Over the past 50 years or so, many studies of individual genes and proteins have revealed the fundamental aspects of development that we recognize today. But the recent increase of high-throughput screens and the accumulation of gene-expression and protein-interaction datasets indicates that we are not going to study single genes and proteins for much longer. Kristin Gunsalus and colleagues now predict system-level models of molecular machines that function in early development, based on interactome, transcriptome and phenotypic data sets.

But what is a suitable system to develop such predictive models and then evaluate them? The nematode Caenorhabditis elegans has paved the way for high-throughput approaches, because processes involved in early embyogenesis, such as cell division and polarity, are amenable to large-scale functional analysis. The authors generated network graphs in which each node represents an early embryogenesis gene and its product(s), and each edge represents a potential functional connection based on 6,572 binary physical interactions between 3,848 C. elegans proteins, as well as expression profiling and phenotypic similarity.

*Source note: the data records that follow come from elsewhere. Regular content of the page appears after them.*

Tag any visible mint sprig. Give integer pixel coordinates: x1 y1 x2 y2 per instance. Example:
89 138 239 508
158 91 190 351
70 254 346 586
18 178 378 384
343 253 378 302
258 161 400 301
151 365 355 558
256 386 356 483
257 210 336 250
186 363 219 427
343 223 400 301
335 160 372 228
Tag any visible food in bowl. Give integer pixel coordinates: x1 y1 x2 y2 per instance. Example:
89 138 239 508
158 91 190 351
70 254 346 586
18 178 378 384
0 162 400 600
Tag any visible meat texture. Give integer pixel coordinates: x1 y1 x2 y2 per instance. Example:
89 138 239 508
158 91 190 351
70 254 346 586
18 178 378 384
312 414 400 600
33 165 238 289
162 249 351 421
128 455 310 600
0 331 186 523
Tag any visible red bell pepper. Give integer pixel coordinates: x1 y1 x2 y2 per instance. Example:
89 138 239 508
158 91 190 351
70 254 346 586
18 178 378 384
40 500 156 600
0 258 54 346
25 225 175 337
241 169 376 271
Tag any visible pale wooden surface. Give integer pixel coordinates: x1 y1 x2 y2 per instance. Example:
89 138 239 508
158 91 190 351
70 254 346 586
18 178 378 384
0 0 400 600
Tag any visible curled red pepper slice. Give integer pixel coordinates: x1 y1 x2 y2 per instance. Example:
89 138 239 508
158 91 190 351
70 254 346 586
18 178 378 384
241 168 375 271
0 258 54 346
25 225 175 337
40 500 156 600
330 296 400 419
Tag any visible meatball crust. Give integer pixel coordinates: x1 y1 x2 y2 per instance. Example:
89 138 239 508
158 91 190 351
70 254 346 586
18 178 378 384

Using an algorithm, they then identified densely interconnected regions in a portion of the network — 305 nodes joined by 1,036 edges, each supported by two or three types of functional evidence — and generated two types of model representing the higher-level organization networks that underlie early embryogenesis. The first type contains links that are supported by physical interactions and phenotypic correlations and represents molecular complexes that constitute distinct molecular machines within the cell, such as the ribosome, the proteasome and the anaphase-promoting complex. On the other hand, the second type contains few protein interactions but is dominated by edges that are supported by both phenotypic and expression correlations; examples include genes involved in mRNA and protein metabolism, chromosome maintenance and meiosis.

To assess the predictive value of these models, the authors selected ten previously uncharacterized genes and analysed their potential participation in a molecular machine by visualizing their in vivo dynamic subcellular localization using green fluorescence protein (GFP)-tagged proteins. They tested proteins with connections to three different early embryogenesis models of the second type — centrosomal function, cell polarity and a molecular network involved in DNA replication, chromatin architecture and nucleocytoplasmic transport — and generated supporting evidence for the genes as potential new components of these molecular machines.

The authors propose that this integrated network comprising two types of model is a potential reservoir for hundreds of testable predictions about cellular processes in the early embryo. Most importantly, this approach is scalable and could be applied not only to other biological processes, but also to more complex organisms.